Agora a própria ciência está mudando e os princípios mecânicos estão sendo substituídos por noções mais sutis de interação e relações. A mecânica quântica foi o primeiro prenúncio de um novo mundo holístico de conexões não-locais em que a causalidade opera de uma forma muito mais intrincada do que o mecanismo convencional. Temos agora também a teoria da complexidade, que procura compreender como surgem propriedades emergentes em sistemas complexos, como organismos em desenvolvimento, colónias de insectos sociais e cérebros humanos. Muitas vezes essas propriedades não são redutíveis ao comportamento de suas partes componentes e suas interações, embora haja sempre consistência entre os níveis: ou seja, não há contradições entre as propriedades das partes de um sistema complexo e a ordem que surge delas. A consciência parece ser uma dessas propriedades emergentes. Com este reconhecimento, a ciência entra num novo reino.
Consciência envolve sentimentos, ou mais geralmente o que se chama qualia, a experiência de qualidades como a dor, o prazer, a beleza e o amor. Isto nos apresenta um grande desafio. O princípio científico da consistência entre níveis nos sistemas requer que os sentimentos surjam de alguma propriedade das partes componentes (por exemplo, neurônios) que seja consistente com sentimento, experiência. Mas se a matéria está ‘morta’, sem nenhum sentimento, e os neurônios são feitos apenas dessa matéria morta, ainda que organizados de uma forma complexa, então de onde vêm os sentimentos ? Esta é a questão fulcral que nos apresenta uma escolha difícil. Podemos dizer que os sentimentos são epifenómenos, ilusões que a evolução inventou porque são úteis para a sobrevivência. Ou podemos mudar a nossa visão da matéria e atribuir ao material básico da realidade algum componente elementar de sentimento, sentimento, por mais rudimentar que seja. Naturalmente, podemos também considerar que a natureza não é autoconsistente e que os milagres são possíveis; que algo pode vir do nada, como o sentimento da matéria morta, insentido, retornando assim à visão mágica do mundo do início do renascimento. Mas se queremos permanecer científicos, então a escolha é entre as outras duas alternativas.

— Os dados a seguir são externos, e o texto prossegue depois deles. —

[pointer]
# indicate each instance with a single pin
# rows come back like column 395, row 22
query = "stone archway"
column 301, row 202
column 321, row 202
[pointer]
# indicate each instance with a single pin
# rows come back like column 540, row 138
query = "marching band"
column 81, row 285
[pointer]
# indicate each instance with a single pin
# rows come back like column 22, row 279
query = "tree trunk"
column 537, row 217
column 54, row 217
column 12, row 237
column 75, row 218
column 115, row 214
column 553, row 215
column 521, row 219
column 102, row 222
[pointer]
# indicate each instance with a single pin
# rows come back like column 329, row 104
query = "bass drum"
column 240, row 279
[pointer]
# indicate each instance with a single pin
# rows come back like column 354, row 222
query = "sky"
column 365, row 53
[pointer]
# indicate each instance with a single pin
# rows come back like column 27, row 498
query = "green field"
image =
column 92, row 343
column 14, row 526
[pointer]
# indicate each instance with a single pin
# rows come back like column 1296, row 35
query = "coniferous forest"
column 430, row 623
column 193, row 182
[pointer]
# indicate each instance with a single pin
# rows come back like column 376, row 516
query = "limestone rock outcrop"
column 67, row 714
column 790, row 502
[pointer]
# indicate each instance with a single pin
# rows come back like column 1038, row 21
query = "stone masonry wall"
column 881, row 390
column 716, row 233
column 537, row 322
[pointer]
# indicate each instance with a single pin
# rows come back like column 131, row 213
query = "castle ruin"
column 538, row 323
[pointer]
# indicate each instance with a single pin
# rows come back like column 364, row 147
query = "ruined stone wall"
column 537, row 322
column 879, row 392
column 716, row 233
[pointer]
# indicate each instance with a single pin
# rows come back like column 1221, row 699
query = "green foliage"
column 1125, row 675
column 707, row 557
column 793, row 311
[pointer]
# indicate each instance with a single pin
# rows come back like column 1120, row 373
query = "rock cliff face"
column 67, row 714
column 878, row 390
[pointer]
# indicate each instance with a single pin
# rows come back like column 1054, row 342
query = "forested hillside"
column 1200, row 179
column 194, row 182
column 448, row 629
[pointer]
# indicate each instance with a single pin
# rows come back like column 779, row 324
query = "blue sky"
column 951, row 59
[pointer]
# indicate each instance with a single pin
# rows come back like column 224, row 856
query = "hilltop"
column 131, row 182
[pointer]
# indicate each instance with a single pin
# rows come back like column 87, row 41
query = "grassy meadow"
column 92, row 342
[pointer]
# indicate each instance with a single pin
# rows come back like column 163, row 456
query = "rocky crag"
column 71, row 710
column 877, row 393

A noção de que a evolução inventou os sentimentos porque eles são úteis para a sobrevivência não é uma explicação científica, porque não dá conta de como os sentimentos são possíveis como propriedades que surgem nos sistemas complexos que chamamos organismos (ou seja, propriedades emergentes consistentes da vida). Portanto, ficamos com a outra escolha difícil: a matéria deve ter alguma propriedade rudimentar de sentimento. Esta é a conclusão a que o matemático/filósofo A.N. Whitehead chegou em seu clássico, Processo e Realidade, e está sendo proposto como uma solução para a separação cartesiana da mente e da matéria por alguns filósofos e cientistas contemporâneos. Envolve uma reavaliação radical do que chamamos de ‘realidade’. Mas sugere um mundo em que o amor existe como algo real, de acordo com a experiência da maioria das pessoas. E Deus sabe que poderíamos fazer com um pouco mais dele em nosso mundo fragmentado.
BRIAN GOODWIN é professor de biologia no Schumacher College, Milton Keynes, e autor de Temporal Organization in Cells and Analytical Physiology, How The Leopard Changed Its Spots (Organização Temporal em Células e Fisiologia Analítica, Como o Leopardo Mudou Seus Pontos): A Evolução da Complexidade, e (com Gerry Webster) Forma e Transformação: Princípios Generativos e Relacionais em Biologia. Dr. Goodwin é membro do Conselho de Administração do Instituto Sante Fe.